Il est tout aussi contestable et voire encore plus problématique de vouloir inscrire dans le droit commun les mesures restrictives de libertés prévues jusqu’ici dans l’état d’urgence.
Aussi nous acceptons encore moins le projet de loi sur la sécurité intérieure présenté au conseil des ministres. Ce que propose ce projet de loi fait du régime d’exception la règle, conforte le règne de l’arbitraire et les préfets dans leurs « super pouvoirs », sans contrôle réel du juge judiciaire.
La création de périmètres de protection avec fouilles corporelles, de véhicules et de bagages (qui pourraient également être effectuées par la police municipale et des vigiles privés) et les sanctions lourdes envers celles et ceux qui refuseraient ces contrôles pourront alors être utilisées pour entraver le droit de manifester.
Des privations de liberté pourraient également concerner toute « personne » dont « il existe des raisons sérieuses de penser que son comportement » constitue « une menace d’une particulière gravité pour la sécurité et l’ordre publics ». Ce ne serait donc pas sur la base d’actes mais d’un « comportement » que des assignations à résidence, des perquisitions électroniques, des obligations de signaler tout déplacement en dehors d’un certain périmètre … ou encore des placements sous surveillance électronique mobile pourraient être décidés par le préfet ou le procureur de la république de Paris. Ces privations de libertés pourront, comme elles l’ont déjà été, être dévoyées contre les manifestant.e.s et les militant.e.s.
En plus des restrictions de libertés, les dérives sécuritaires impactent aussi très clairement le contenu des missions publiques, les conditions de travail des agents de tous les services publics.
La lutte contre le terrorisme, contre la « radicalisation » a des conséquences sur le service rendu aux usagers, la prise en charge de certains publics par les fonctionnaires, sur les conditions de travail, sur le respect de la laïcité …
La Commission Nationale Consultative des Droits de l’Homme a d’ailleurs rendu un avis le 18 mai dernier sur les dispositifs de lutte contre la radicalisation qui mettent en évidence les amalgames, discriminations, stigmatisations contre-productives et le fait que le travail social est subverti à des fins de renseignement.
Ces politiques publiques légitiment aussi une réorientation budgétaire sur des missions sécuritaires.
Le projet de loi présenté au Conseil des Ministres aura indéniablement des conséquences sur les personnels de la fonction publique d’Etat, leurs missions, leurs conditions de travail : justice, défense, police, douanes, préfectures, affaires sociales, culture…
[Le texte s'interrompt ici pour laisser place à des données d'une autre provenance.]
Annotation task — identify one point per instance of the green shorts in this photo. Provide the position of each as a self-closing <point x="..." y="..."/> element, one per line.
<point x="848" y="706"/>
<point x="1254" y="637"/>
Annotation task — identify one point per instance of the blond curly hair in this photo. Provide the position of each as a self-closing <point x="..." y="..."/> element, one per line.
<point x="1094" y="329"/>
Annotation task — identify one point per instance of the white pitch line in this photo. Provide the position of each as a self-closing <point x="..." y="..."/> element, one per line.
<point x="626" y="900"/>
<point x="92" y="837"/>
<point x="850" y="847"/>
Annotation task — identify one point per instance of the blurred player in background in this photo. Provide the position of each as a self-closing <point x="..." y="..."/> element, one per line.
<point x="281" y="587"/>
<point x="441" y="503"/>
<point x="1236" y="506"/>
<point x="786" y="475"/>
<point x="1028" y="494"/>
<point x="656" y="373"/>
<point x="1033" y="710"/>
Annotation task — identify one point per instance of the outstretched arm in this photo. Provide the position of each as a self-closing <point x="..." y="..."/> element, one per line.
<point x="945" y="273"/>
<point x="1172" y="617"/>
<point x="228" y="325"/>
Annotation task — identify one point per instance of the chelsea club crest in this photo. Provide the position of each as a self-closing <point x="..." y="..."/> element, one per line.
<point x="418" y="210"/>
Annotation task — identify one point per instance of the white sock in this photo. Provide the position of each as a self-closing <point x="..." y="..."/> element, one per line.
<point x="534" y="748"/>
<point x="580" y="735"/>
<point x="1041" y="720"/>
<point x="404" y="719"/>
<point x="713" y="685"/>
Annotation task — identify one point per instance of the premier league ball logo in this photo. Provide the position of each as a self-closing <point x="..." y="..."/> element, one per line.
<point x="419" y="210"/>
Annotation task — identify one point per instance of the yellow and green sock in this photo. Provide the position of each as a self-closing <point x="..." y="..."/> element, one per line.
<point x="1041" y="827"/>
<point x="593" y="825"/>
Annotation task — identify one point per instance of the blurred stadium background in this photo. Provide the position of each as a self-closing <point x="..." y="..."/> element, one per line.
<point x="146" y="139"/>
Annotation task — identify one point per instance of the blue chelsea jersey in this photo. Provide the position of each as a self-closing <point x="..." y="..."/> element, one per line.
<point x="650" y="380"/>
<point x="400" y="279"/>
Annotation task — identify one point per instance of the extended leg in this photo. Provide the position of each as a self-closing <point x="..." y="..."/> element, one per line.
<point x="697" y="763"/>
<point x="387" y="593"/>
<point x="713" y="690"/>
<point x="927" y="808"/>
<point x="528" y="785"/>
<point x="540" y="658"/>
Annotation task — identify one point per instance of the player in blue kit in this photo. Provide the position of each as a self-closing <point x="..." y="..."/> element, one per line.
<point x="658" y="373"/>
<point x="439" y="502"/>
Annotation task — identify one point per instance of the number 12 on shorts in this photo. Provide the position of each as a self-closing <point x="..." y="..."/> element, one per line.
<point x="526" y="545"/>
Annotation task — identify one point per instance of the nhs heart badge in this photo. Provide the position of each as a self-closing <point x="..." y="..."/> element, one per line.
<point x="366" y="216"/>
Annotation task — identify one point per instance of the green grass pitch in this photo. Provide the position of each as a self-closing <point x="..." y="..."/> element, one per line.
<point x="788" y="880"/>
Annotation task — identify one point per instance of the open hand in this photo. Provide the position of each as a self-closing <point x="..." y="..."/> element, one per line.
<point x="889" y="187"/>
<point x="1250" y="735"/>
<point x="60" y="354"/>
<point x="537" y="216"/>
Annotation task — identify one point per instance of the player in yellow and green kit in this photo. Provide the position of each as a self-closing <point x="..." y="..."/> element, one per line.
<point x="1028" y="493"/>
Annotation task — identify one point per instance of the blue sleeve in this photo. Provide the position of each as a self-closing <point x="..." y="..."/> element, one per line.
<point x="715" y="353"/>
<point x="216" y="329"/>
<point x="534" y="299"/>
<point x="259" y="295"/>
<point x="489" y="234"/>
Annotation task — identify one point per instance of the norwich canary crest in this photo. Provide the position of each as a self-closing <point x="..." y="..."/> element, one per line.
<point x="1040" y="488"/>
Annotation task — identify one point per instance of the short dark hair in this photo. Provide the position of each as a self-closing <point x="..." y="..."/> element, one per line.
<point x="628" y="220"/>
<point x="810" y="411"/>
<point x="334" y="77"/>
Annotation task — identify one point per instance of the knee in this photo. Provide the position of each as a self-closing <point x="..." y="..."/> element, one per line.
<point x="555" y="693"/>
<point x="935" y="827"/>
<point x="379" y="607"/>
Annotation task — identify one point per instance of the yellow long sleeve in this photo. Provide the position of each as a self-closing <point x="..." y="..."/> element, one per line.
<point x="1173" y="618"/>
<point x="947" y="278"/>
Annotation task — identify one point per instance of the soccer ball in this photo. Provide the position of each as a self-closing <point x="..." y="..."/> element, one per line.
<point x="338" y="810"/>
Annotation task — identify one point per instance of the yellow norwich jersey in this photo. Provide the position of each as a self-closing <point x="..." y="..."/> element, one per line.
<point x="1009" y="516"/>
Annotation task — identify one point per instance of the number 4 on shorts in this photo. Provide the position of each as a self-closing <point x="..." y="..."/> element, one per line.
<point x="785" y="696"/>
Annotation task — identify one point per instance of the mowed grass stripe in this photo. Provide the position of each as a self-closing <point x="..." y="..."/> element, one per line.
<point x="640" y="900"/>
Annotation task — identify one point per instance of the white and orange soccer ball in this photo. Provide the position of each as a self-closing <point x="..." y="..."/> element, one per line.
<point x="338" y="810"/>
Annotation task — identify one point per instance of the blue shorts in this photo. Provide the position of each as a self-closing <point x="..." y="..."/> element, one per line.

Si nous souhaitons la fin des actes terroristes sur notre territoire et ailleurs, nous n’acceptons pas que cette bataille soit instrumentalisée pour restreindre nos libertés, pour restreindre les missions de service public, pour stigmatiser et diviser la population.
L’UFSE-CGT a des propositions concrètes à faire relatives aux missions de service public et se tient prête à les exposer lors d’une audition publique de la commission des lois.
L’UFSE-CGT exige qu’un réel et large débat public ait lieu !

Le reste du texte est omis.